Bahat’a göre bu oran hiç de küçümsenecek bir oran değil. Bu oranın karşılığının 1 milyon hasta olduğuna vurgu yapan Bahat, "Bizim 100 milyon işlemimiz var. Yüzde 1 dediğiniz, 1 milyona tekabül ediyor. Bir muayenede bir birim, bir idrar tahlili de bir birim. Kemik iliği nakli de bir birim. İnsanlar anlaşması olmayan hastanelere kendi bütçelerinden devam ederlerse ceplerinden daha fazla para çıkacak" diye konuştu.

‘KANSER TARAMALARI GECİKECEK’

Türk Tabipleri Birliği (TTB) Aile Hekimleri Kolu Başkanı Emrah Kırımlı’ya göre de bu uygulama kanser taramalarını geciktirecek. Aile hekimliklilerine başvurular sonucu kanser riski taşıyan hastaların SGK ile kısmi anlaşması olan özel hastanelere yönlendirildiğini, bu hastanelerde sonucun kısa sürede alındığını ifade eden Kırımlı, "Şimdi bir haftada tamamlanacak işlem belki üç belli de dört aya yayılacak. Hastalar da ya bekleyecek ya da ceplerinden para vererek özel hastanelere gidecek" dedi.

‘YILLAR İÇERİSİNDE KAMUDA BÜYÜK AMELİYATLAR AZALDI’

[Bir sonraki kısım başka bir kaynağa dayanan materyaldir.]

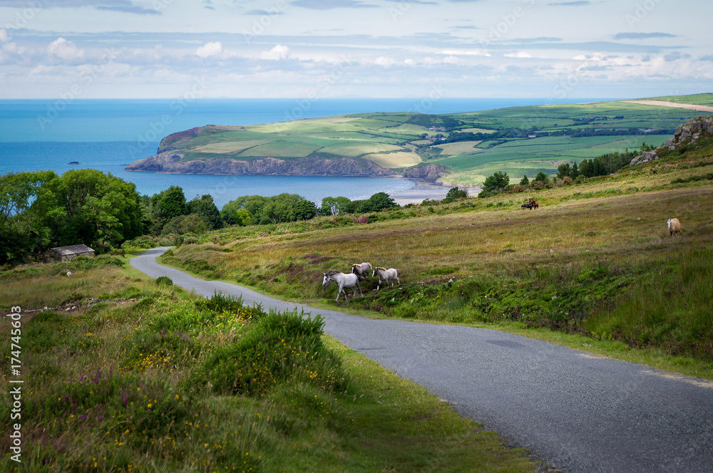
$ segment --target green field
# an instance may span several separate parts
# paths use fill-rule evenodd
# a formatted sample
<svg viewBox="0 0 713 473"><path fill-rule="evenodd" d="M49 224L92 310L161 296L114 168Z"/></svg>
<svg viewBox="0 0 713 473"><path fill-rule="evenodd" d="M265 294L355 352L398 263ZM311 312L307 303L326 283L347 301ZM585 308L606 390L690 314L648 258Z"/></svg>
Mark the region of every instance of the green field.
<svg viewBox="0 0 713 473"><path fill-rule="evenodd" d="M713 95L650 100L710 105ZM357 113L250 126L209 125L197 136L167 137L162 148L182 152L185 160L346 157L394 170L436 163L448 168L445 181L476 185L496 171L553 175L564 162L638 149L645 142L660 145L678 125L701 114L620 101L441 115ZM424 139L438 134L450 142Z"/></svg>

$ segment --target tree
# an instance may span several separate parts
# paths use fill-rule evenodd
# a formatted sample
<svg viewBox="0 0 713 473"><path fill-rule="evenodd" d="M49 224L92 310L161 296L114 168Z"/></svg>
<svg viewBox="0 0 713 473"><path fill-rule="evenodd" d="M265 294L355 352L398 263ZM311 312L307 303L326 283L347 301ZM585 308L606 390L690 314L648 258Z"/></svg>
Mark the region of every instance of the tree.
<svg viewBox="0 0 713 473"><path fill-rule="evenodd" d="M570 170L570 177L571 177L572 179L577 179L577 177L579 176L579 175L580 172L579 170L577 168L577 163L575 162L573 165L572 165L572 169Z"/></svg>
<svg viewBox="0 0 713 473"><path fill-rule="evenodd" d="M451 187L448 189L448 193L446 194L446 198L443 199L444 202L452 202L454 200L458 199L463 199L463 197L468 197L468 191L465 189L458 189L458 187Z"/></svg>
<svg viewBox="0 0 713 473"><path fill-rule="evenodd" d="M483 183L483 190L490 192L505 189L509 183L510 177L508 174L497 171L492 176L486 177L485 182Z"/></svg>
<svg viewBox="0 0 713 473"><path fill-rule="evenodd" d="M386 192L376 192L361 203L359 211L361 212L381 212L399 207L401 206L396 204Z"/></svg>
<svg viewBox="0 0 713 473"><path fill-rule="evenodd" d="M188 213L183 194L183 189L178 186L171 186L159 194L158 201L159 216L164 220L170 220L179 215L186 215Z"/></svg>
<svg viewBox="0 0 713 473"><path fill-rule="evenodd" d="M339 215L354 212L354 206L347 197L324 197L322 199L322 215Z"/></svg>
<svg viewBox="0 0 713 473"><path fill-rule="evenodd" d="M565 162L557 167L557 178L564 179L565 177L570 177L570 173L572 172L572 167L570 163Z"/></svg>
<svg viewBox="0 0 713 473"><path fill-rule="evenodd" d="M183 235L186 233L193 233L200 235L207 229L208 226L205 220L195 214L192 214L174 217L163 226L163 234L168 235L175 233L177 235Z"/></svg>
<svg viewBox="0 0 713 473"><path fill-rule="evenodd" d="M46 187L63 212L55 218L58 243L111 247L143 234L136 186L92 169L71 170Z"/></svg>
<svg viewBox="0 0 713 473"><path fill-rule="evenodd" d="M252 215L247 209L237 207L235 201L230 201L223 206L220 210L220 217L228 225L240 225L245 227L253 223Z"/></svg>
<svg viewBox="0 0 713 473"><path fill-rule="evenodd" d="M222 228L223 222L220 212L210 194L204 194L200 199L196 196L187 204L186 209L189 214L198 215L205 220L209 230Z"/></svg>
<svg viewBox="0 0 713 473"><path fill-rule="evenodd" d="M308 220L317 215L317 206L297 194L280 194L267 197L260 210L261 224L280 224Z"/></svg>
<svg viewBox="0 0 713 473"><path fill-rule="evenodd" d="M546 174L540 171L538 172L538 175L535 176L535 182L536 182L538 181L542 182L543 184L548 184L550 182L550 178Z"/></svg>
<svg viewBox="0 0 713 473"><path fill-rule="evenodd" d="M0 176L0 264L48 247L53 220L63 210L45 184L58 179L53 171Z"/></svg>

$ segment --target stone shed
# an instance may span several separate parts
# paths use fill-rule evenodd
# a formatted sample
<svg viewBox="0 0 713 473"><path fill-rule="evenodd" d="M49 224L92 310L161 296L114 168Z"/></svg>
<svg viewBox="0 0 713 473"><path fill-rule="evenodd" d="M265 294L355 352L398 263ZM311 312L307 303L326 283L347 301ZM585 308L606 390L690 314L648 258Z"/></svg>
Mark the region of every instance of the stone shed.
<svg viewBox="0 0 713 473"><path fill-rule="evenodd" d="M94 256L94 250L83 244L58 246L51 248L47 251L47 256L56 261L71 261L77 256L91 258Z"/></svg>

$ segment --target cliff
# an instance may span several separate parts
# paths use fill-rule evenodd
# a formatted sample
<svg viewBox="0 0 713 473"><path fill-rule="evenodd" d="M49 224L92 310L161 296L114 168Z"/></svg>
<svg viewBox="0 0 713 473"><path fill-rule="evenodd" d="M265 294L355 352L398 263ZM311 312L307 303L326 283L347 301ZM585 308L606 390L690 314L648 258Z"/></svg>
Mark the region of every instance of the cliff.
<svg viewBox="0 0 713 473"><path fill-rule="evenodd" d="M272 175L389 176L396 172L368 160L354 157L324 159L304 157L279 160L260 157L247 160L232 158L183 160L180 153L162 152L133 162L127 171L150 171L176 174L243 174Z"/></svg>
<svg viewBox="0 0 713 473"><path fill-rule="evenodd" d="M682 146L694 143L702 137L713 136L713 116L698 116L689 120L684 125L679 125L676 128L676 132L672 138L669 138L663 145L657 146L652 151L645 151L637 156L630 166L655 161L659 159L659 155L662 150L673 150Z"/></svg>
<svg viewBox="0 0 713 473"><path fill-rule="evenodd" d="M404 177L411 179L423 179L424 181L435 182L438 177L446 174L448 167L440 165L426 165L410 167L404 171Z"/></svg>

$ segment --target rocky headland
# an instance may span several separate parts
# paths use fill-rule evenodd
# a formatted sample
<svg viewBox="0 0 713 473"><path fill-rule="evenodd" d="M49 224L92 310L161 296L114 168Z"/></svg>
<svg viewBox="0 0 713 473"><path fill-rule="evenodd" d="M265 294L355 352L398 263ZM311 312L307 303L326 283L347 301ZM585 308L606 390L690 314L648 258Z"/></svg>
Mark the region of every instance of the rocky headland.
<svg viewBox="0 0 713 473"><path fill-rule="evenodd" d="M630 166L650 162L659 159L657 152L661 150L675 150L679 146L695 142L702 136L713 136L713 115L694 117L684 125L676 128L672 138L669 138L663 145L657 146L651 151L645 151L637 156Z"/></svg>
<svg viewBox="0 0 713 473"><path fill-rule="evenodd" d="M148 171L176 174L225 174L304 176L392 176L395 171L385 169L368 160L358 157L303 157L280 160L257 157L250 160L212 158L185 160L182 153L162 152L133 162L127 171Z"/></svg>

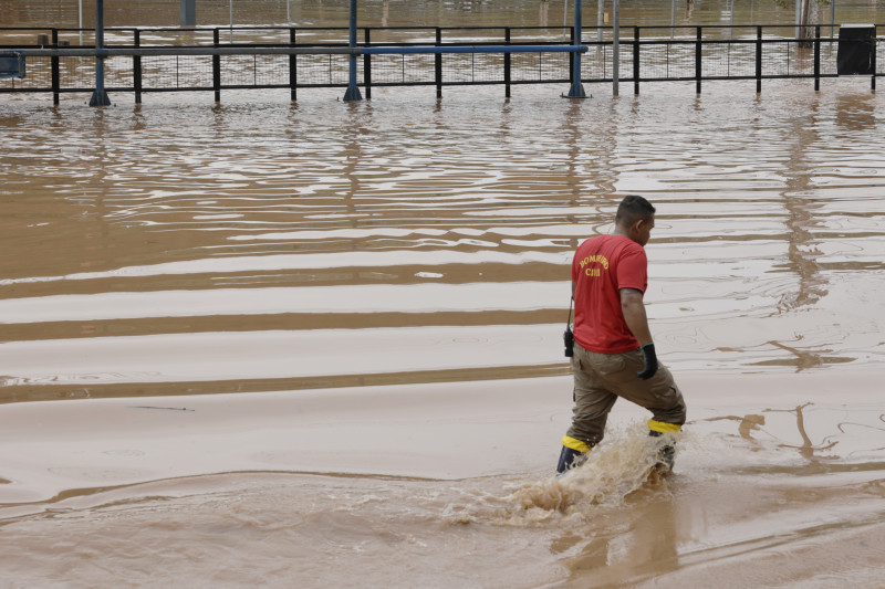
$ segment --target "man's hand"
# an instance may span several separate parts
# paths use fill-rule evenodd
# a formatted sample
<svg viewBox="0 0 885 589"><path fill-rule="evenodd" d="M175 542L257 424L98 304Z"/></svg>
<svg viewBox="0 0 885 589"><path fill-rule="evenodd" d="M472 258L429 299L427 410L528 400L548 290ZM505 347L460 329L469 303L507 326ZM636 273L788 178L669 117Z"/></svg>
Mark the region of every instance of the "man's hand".
<svg viewBox="0 0 885 589"><path fill-rule="evenodd" d="M645 355L645 369L642 372L636 372L636 376L643 380L648 380L655 372L657 372L657 356L655 355L655 345L649 343L642 347Z"/></svg>

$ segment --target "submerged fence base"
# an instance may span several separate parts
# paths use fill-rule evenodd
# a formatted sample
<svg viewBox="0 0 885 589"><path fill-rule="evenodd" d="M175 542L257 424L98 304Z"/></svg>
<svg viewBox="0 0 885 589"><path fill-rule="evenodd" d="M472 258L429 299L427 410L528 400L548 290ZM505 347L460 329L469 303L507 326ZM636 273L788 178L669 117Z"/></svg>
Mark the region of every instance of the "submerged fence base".
<svg viewBox="0 0 885 589"><path fill-rule="evenodd" d="M586 83L633 82L638 94L641 84L690 81L700 93L708 81L756 80L761 92L766 80L812 78L820 90L822 78L839 75L840 40L834 30L822 36L821 27L801 40L775 34L792 25L622 29L633 34L618 31L615 45L611 28L584 29L581 43L569 29L367 28L357 46L330 40L337 30L315 28L112 29L101 50L64 46L63 36L83 33L76 29L52 29L42 46L7 41L34 29L0 29L0 52L14 50L28 62L27 77L0 81L0 93L52 93L55 104L64 93L93 93L96 57L106 91L134 93L136 103L155 92L214 92L220 101L222 91L244 88L288 88L293 101L299 90L319 87L363 88L371 98L373 87L435 86L441 97L444 86L503 85L509 97L517 84L568 84L569 96L581 97ZM879 45L871 55L873 90L885 63L876 59Z"/></svg>

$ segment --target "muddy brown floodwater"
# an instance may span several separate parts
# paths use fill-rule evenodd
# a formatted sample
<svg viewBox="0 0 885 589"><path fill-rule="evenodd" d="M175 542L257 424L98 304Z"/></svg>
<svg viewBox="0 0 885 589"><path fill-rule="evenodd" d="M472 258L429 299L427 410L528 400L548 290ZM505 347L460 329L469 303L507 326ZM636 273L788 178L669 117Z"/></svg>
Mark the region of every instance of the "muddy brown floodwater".
<svg viewBox="0 0 885 589"><path fill-rule="evenodd" d="M883 587L885 102L562 91L0 97L0 585ZM689 424L556 480L631 192Z"/></svg>

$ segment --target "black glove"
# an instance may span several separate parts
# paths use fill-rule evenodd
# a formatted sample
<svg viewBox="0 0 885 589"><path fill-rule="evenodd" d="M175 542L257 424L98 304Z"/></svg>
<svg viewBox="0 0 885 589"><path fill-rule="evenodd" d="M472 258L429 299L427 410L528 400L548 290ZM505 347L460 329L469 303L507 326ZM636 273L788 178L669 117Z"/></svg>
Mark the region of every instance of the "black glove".
<svg viewBox="0 0 885 589"><path fill-rule="evenodd" d="M572 335L571 326L565 326L565 333L562 334L562 340L565 344L565 357L571 358L574 356L574 336Z"/></svg>
<svg viewBox="0 0 885 589"><path fill-rule="evenodd" d="M655 372L657 372L657 356L655 356L655 345L646 344L642 347L645 355L645 369L642 372L636 372L636 376L643 380L648 380Z"/></svg>

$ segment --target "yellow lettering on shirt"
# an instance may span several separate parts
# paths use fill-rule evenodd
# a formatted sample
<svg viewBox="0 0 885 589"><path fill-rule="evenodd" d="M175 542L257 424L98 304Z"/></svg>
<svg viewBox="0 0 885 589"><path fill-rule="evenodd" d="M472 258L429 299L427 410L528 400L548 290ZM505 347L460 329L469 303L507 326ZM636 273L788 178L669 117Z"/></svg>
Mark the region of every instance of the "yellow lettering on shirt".
<svg viewBox="0 0 885 589"><path fill-rule="evenodd" d="M604 255L589 255L581 260L581 270L591 278L602 276L603 269L608 270L608 260ZM587 264L600 264L602 267L585 267Z"/></svg>

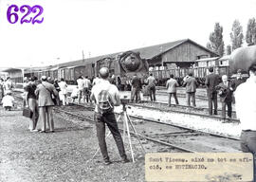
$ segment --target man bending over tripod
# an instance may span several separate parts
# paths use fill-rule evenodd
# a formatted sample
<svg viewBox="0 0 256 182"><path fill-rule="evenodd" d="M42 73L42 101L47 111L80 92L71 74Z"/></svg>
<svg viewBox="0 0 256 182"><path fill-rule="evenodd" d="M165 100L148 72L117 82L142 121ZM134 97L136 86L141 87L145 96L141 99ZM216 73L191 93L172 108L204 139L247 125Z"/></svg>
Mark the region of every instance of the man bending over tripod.
<svg viewBox="0 0 256 182"><path fill-rule="evenodd" d="M92 87L91 100L96 103L94 120L96 122L99 146L103 156L104 164L111 164L107 153L105 141L105 124L107 124L116 141L122 163L129 162L125 154L121 135L119 131L118 122L114 114L114 106L120 105L119 90L116 85L108 82L109 70L106 67L100 69L101 82Z"/></svg>

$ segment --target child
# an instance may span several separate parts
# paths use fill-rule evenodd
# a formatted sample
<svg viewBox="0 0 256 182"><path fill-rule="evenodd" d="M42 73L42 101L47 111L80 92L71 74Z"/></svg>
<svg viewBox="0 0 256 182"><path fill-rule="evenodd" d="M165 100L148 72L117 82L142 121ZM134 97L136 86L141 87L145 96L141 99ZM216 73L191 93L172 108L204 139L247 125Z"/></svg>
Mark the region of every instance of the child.
<svg viewBox="0 0 256 182"><path fill-rule="evenodd" d="M6 111L10 111L10 108L14 106L14 98L10 92L7 92L6 96L2 100L3 107Z"/></svg>
<svg viewBox="0 0 256 182"><path fill-rule="evenodd" d="M78 86L76 86L71 93L71 98L73 99L73 102L75 102L75 100L78 99L78 93L79 93L79 89L78 89Z"/></svg>

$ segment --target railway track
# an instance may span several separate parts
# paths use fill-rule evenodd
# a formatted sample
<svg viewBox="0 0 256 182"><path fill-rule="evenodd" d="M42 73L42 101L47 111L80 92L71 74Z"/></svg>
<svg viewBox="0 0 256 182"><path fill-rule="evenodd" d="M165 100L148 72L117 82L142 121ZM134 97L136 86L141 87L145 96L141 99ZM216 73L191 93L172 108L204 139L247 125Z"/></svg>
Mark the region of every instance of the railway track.
<svg viewBox="0 0 256 182"><path fill-rule="evenodd" d="M215 118L215 119L222 119L219 116L210 116L208 115L208 109L206 108L194 108L186 105L172 105L172 107L168 107L166 103L162 102L150 102L150 101L143 101L143 103L129 103L129 105L134 106L140 106L147 109L155 109L158 111L172 111L176 112L184 115L192 115L192 116L198 116L201 118ZM235 112L232 113L233 117L235 117ZM237 118L230 118L230 122L239 122Z"/></svg>
<svg viewBox="0 0 256 182"><path fill-rule="evenodd" d="M15 96L20 98L19 96ZM74 107L75 106L75 107ZM86 115L82 115L84 110L87 111ZM62 107L54 107L54 111L57 113L64 113L72 118L77 118L80 120L86 120L90 123L94 123L93 121L93 107L92 105L78 105L73 104L73 106L62 106ZM88 111L91 113L88 115ZM227 147L210 147L207 146L206 151L200 150L200 147L192 147L190 146L192 141L198 140L200 141L207 141L207 140L221 140L221 143L226 143L229 146L229 143L236 143L236 146L231 148L231 151L239 151L239 138L227 136L223 135L217 135L210 132L198 131L195 129L176 125L176 124L170 124L160 122L158 120L154 120L150 118L143 118L141 117L132 116L130 117L133 122L136 124L137 134L134 132L130 132L131 135L136 136L137 135L140 138L143 138L148 141L152 141L155 143L158 143L160 145L164 145L167 148L174 149L179 152L187 152L187 153L196 153L196 152L215 152L221 151L226 152L230 150ZM140 123L140 124L138 124ZM141 124L142 123L142 124ZM155 123L155 124L154 124ZM119 128L122 128L122 122L119 122ZM154 131L145 132L145 128L152 128ZM156 128L156 129L155 129ZM164 129L163 129L164 128ZM123 130L120 129L122 132ZM178 138L178 139L177 139ZM182 144L180 144L182 143ZM209 142L212 143L212 142ZM189 147L187 146L189 145ZM199 144L200 146L200 144ZM203 147L204 148L204 147ZM199 150L198 150L199 149Z"/></svg>
<svg viewBox="0 0 256 182"><path fill-rule="evenodd" d="M66 108L55 108L56 112L63 112L65 113L69 116L71 116L72 118L76 117L82 120L87 120L91 123L93 123L93 114L91 114L91 116L88 117L88 114L86 114L86 116L82 115L82 110L89 110L92 111L92 107L91 106L84 106L84 105L75 105L75 108L69 108L69 110L66 110ZM79 109L80 108L80 109ZM76 112L74 112L75 110L77 110ZM92 112L93 113L93 112ZM185 128L185 127L180 127L177 125L174 125L174 124L166 124L166 123L162 123L162 122L157 122L155 120L149 120L149 119L145 119L145 118L137 118L137 117L131 117L131 119L133 120L134 124L136 125L137 128L137 136L140 138L149 140L149 141L153 141L153 142L156 142L159 143L161 145L165 145L168 148L172 148L172 149L175 149L178 150L180 152L189 152L189 153L195 153L195 152L201 152L201 150L198 151L197 149L187 147L186 145L189 145L189 143L191 143L192 141L196 141L199 138L199 143L200 140L215 140L216 138L220 139L221 142L226 143L227 145L229 145L229 143L230 143L231 141L236 143L236 147L234 147L234 149L231 149L231 151L239 151L239 139L238 138L234 138L234 137L229 137L229 136L221 136L221 135L214 135L214 134L210 134L210 133L204 133L202 131L197 131L197 130L192 130L190 128ZM150 121L150 122L149 122ZM119 122L119 128L122 128L122 122ZM150 132L145 132L144 129L145 128L152 128L152 130L154 131L150 131ZM163 129L164 128L164 129ZM121 130L121 129L120 129ZM121 130L123 131L123 130ZM136 136L135 133L130 132L131 135ZM179 138L179 139L177 139ZM180 145L179 142L183 142L182 145ZM197 143L197 142L195 142ZM210 142L212 143L212 142ZM198 143L197 143L198 144ZM200 144L199 144L200 145ZM227 147L224 147L223 149L221 149L223 147L216 147L215 149L214 147L211 148L210 146L207 146L207 149L203 152L209 152L209 151L222 151L225 152L225 150L230 150L228 149Z"/></svg>

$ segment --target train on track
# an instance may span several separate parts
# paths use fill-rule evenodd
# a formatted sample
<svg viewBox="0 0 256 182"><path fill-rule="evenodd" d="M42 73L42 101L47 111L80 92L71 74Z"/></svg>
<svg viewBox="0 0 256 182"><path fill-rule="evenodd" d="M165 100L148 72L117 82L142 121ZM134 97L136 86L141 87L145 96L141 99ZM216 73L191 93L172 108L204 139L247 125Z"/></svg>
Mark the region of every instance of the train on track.
<svg viewBox="0 0 256 182"><path fill-rule="evenodd" d="M204 85L210 66L213 66L216 73L229 77L235 75L237 69L242 69L244 77L247 77L247 69L252 62L256 62L256 46L237 48L229 56L201 58L190 67L177 67L175 64L155 67L149 64L148 60L141 58L139 52L126 51L40 69L30 68L28 71L24 71L24 74L17 74L17 78L13 76L11 79L15 82L22 82L20 81L24 76L41 78L46 75L58 80L64 78L68 84L76 84L76 80L80 76L93 79L99 74L101 67L106 66L110 70L110 76L115 75L116 83L122 85L123 88L129 84L133 75L137 74L143 82L150 73L156 78L159 86L165 85L171 74L174 74L179 83L182 83L183 78L190 72L193 73L198 82Z"/></svg>
<svg viewBox="0 0 256 182"><path fill-rule="evenodd" d="M41 78L45 75L58 78L58 80L64 78L68 84L75 84L80 76L89 79L97 77L101 67L108 67L110 78L115 75L116 82L123 84L135 74L143 80L147 77L149 69L148 63L140 58L139 52L126 51L113 56L86 60L86 62L74 62L68 65L56 65L46 67L43 70L33 70L25 74L25 76Z"/></svg>

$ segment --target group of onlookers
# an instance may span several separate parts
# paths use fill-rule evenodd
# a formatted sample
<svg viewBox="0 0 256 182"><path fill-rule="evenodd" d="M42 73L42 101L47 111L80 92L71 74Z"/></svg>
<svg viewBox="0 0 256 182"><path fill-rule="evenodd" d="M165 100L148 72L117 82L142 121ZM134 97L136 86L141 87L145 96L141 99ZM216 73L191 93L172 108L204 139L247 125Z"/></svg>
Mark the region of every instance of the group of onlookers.
<svg viewBox="0 0 256 182"><path fill-rule="evenodd" d="M232 102L235 101L233 93L237 86L245 82L242 77L241 69L237 71L237 77L233 81L228 80L227 75L220 77L218 74L213 73L213 67L209 68L209 75L206 77L205 85L207 89L207 97L209 103L209 115L218 114L218 101L217 99L220 97L220 101L222 103L222 118L226 119L226 107L228 107L228 119L231 118L232 115ZM182 86L185 86L187 105L191 105L191 99L192 106L196 107L195 104L195 92L196 88L199 86L198 82L190 73L183 79ZM166 82L168 98L168 106L171 106L171 99L174 96L175 103L179 104L178 99L176 97L176 87L180 86L174 75L170 75L170 80ZM213 103L213 108L212 108ZM212 112L213 110L213 112Z"/></svg>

Kamu hastanelerinde kanser, organ nakli, kalp damar gibi ameliyatların yıllar içerisinde azaldığını, ağırlıklı olarak bu işlemlerin özel hastanelere kaydığını kaydeden Kırımlı, bundan sonraki süreçteki riskleri şöyle anlattı:
"Bu hastalıklar maliyeti yüksek, ameliyat sonrası tedavi sürecinin uzun, emek isteyen hastalıklar olduğu düşünüldüğünde kamuda yıllar içinde azaldı. Birçok hastanede onkoloji servisleri kapandı. Birçok hastanede tıbbi malzeme eksikliği var, ekip eksiği var. Bu uygulama sonrası hastalar belirli hastanelerde yoğunlaşacak. Bu da bekleme listelerinin uzaması anlamına geliyor. Bunlar kamuda bir eksik olarak karşımıza çıkıyor. Doktor da tüm sorumluluğu üzerine alarak eksik tıbbi malzemeler ile bu tedaviden kaçınıyor. Çünkü kamu idaresi doktorun arkasında durmuyor. Örnek verecek olursak daha yakın zamanda aşı olmadığı için hastanın randevusunu iptal eden doktora ‘görevi kötüye kullanma’ suçundan soruşturma izni verildi. Oysa bu doktorun eksikliği midir? Kimse açık elektrik kablosunu çıplak elle tutmak istemiyor. Bu şartlarda da insanların sağlık harcamaları daha da artacak."